Surrogates vs. avatars

February 18, 2010 by L. Stephen Coles

mannequin“Surrogates” scenario: FBI agents (Bruce Willis and Radha Mitchell) investigate the mysterious murder of a college student linked to the man who helped create a high-tech surrogate phenomenon that allows people to purchase unflawed robotic versions of themselves—fit, good looking remotely controlled machines that ultimately assume their life roles—enabling people to experience life vicariously from the comfort and safety of their own homes. The murder spawns a quest for answers: in a world of masks, who’s real and who can you trust?

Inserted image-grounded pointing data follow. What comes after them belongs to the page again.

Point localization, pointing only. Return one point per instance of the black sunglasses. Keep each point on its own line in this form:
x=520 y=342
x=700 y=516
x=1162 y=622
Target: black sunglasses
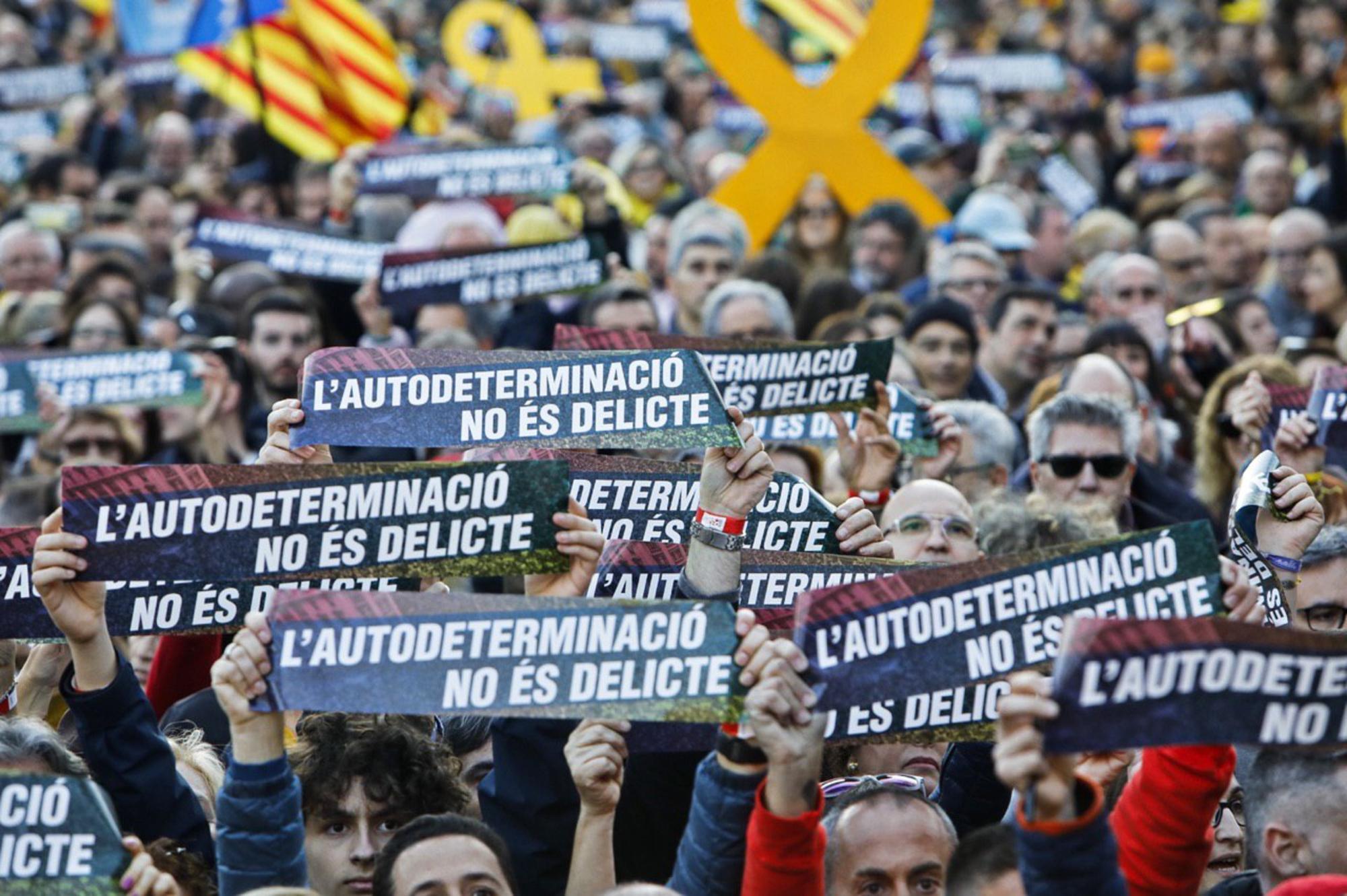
x=1070 y=466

Greg Stock, VP of Signum Biosciences of Princeton, NJ appears at the beginning of the film during the opening credit roll to establish credibility for advanced robotic technology, as they segue from the primitive present-day state-of-the-art to the ostensibly-sophisticated Hollywood special-effects-genre of the future.

This includes “surrogates” (a more appropriate term would have been avatar instead of surrogate, but Twentieth Century Fox already took that name for its own movie to be released on December 18, 2009). We already use the term surrogate in infertility treatment in a totally different way. Avatar, BTW, is an alien outerspace Sci-Fi movie by James Cameron. Jake Sully (Worthington) is a paraplegic war veteran who is brought to the planet Pandora to participate in a program designed to help him walk again. The program introduces him to his “avatar,” a creature whose genetics are half human and half Na’vi, a sentient humanoid race who inhabit Pandora. In time, Jake will find himself in the middle of an escalating conflict between the two races.] This is also a misuse of “avatar,” since they should have used the term “chimera.”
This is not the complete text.